AP U.S. Government and Politics has been designed as a nonpartisan course and has been endorsed by the National Constitution Center as well as a range of conservative and liberal scholars for its political balance. The required readings are the Declaration of Independence, the U.S. Constitution, the Articles of Confederation, representative Federalist Papers, Brutus No. 1, and Martin Luther King Jr’s “Letter from a Birmingham Jail.” In addition, there are 15 required Supreme Court cases. Additional readings and assignments that teachers select to supplement the course must, as a whole, maintain a political balance. It is expected and required that all AP-authorized courses maintain political balance through a nonpartisan curriculum.
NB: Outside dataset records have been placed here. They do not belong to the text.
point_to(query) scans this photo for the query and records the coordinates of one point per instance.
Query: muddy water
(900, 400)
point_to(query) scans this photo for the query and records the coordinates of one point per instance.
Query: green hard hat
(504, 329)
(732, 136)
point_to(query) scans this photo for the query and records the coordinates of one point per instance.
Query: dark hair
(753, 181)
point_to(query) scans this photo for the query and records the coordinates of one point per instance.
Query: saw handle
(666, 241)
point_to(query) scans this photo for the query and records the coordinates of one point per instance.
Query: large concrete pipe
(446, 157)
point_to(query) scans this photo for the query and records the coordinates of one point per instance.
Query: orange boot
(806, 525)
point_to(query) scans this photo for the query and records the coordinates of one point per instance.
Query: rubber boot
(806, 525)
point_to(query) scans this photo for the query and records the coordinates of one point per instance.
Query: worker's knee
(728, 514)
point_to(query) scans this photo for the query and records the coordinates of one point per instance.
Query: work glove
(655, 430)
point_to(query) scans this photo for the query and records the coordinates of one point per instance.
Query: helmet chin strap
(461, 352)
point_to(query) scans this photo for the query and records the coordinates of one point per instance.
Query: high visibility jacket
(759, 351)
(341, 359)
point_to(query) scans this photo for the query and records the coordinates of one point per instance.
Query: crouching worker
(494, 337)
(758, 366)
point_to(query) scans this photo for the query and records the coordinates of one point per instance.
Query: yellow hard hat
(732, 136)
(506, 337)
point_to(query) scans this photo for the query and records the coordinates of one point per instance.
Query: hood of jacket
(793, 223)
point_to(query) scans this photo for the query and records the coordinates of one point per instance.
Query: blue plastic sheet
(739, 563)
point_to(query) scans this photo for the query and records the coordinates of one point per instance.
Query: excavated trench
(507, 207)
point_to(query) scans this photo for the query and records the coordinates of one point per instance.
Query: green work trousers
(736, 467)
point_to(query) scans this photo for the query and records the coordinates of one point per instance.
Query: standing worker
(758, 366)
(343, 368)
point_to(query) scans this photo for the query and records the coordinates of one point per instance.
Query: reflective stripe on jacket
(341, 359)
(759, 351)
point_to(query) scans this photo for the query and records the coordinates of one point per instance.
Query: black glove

The content outline is divided into five separate units that comprise major course topics. Each unit begins with a short narrative providing background and context, followed by two or more essential questions that will help you connect the unit’s content to the big ideas in the course. Within each unit, a number of enduring understandings focus on specific aspects of the unit and delineate the level of conceptual understanding required of successful AP students. The course content for each unit is presented in a tabular format. The Units are as follows:

  • Foundations of American Democracy
  • Interactions among Branches
  • Civil Liberties and Civil Rights
  • American Political Ideologies and Beliefs
  • Political Participation

The Project Requirement

The required project adds a civic component to the course, engaging students in exploring how they can affect, and are affected by, government and politics throughout their lives. The project might have students collect data on a teacher-approved political science topic, participate in a community service activity, or observe and report on the policymaking process of a governing body. Students should plan a presentation that relates their experiences or findings to what they are learning in the course.